Data-Driven Thinking" is written by members of the media community and contains fresh ideas on the digital revolution in media.
Today’s column is written by Colette Dill-Lerner, executive vice president at the DuMont Project.
While observing the debate on whether the third-party ad server is dead or very much alive, I realized that though a few players are working on cross-device tracking and measurement, the industry as a whole seems to be dancing around the core issue of cookies as a tracking device.
The standard cookie, upon which we have built much of the work we collectively do, is crumbling. And it’s crumbling quickly, thanks to the very folks for whom we are trying to leverage tracking: our target consumers and how they behave not just across devices, but on the web as a whole.
The linchpin of programmatic media is tracking consumer behavior beyond the single session in a single ecosystem. The power of programmatic is its ability to formulate a fundamental understanding of a user so we can market the right product to the right person at the right time for the right price. In order to do this we need to understand the user in relativistic terms and not in absolutes. This means we need to gain a complete picture of them across the web.
In more practical terms, this means logging thousands of actions across hundreds of websites and, more importantly, content categories each month and then bucketing them accordingly.
In my opinion, we have leveraged the cookie well to accomplish this goal. But in doing so, we have pushed that tiny technology to the brink on the desktop, and have lost access to it almost entirely on mobile. As a result, we are having inside-baseball conversations about cookies and ad serving when, really, what we should be doing is looking at our specific assumptions on how we find consumers and, of course, how we are going to do so at scale into this not-so-new cross-device US advertising world.
Yes, there are issues of billing and reconciliation that are important, but really, the bigger issue at hand is whether we can understand consumers’ behavior anymore and, in turn, use that information to create relevant ad experiences. In a world where consumers jump from mobile content to desktop, how do we know what ads have effectively driven this behavior? I imagine that the rise of TV over radio saw similar conversations about shifting user attention; we certainly saw those shifts during the early days of the web. Now, we are looking not only at mobile relative to desktop, but also the web relative to itself. Each one is posing more questions than answers to folks who believe in measuring their ad performance.

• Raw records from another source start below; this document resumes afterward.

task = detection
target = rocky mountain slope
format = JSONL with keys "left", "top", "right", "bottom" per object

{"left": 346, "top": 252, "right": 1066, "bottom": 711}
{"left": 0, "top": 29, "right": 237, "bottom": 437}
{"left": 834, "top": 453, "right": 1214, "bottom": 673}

As Rob Griffin pointed out, assuming Google and Facebook will play in the sandbox with other folks any better than Amazon does seems highly unlikely. This means that due to customer self-segmenting – meaning customers identify themselves in various ways in various environments and, as a result, behave very differently in Facebook than they do in an ecommerce environment – the first-party cookie will lose its functionover time and, in turn, leave programmatic media without any centralized understanding of consumers and their commensurate behavior.
Fundamentally, the reliance on cookies as a long-tail tracking mechanism is dying out and it doesn’t matter if it’s a first or third party because consumer behavior has, once again, left the marketers to imagine a new paradigm. Now, we just need a massive technology leap to do it.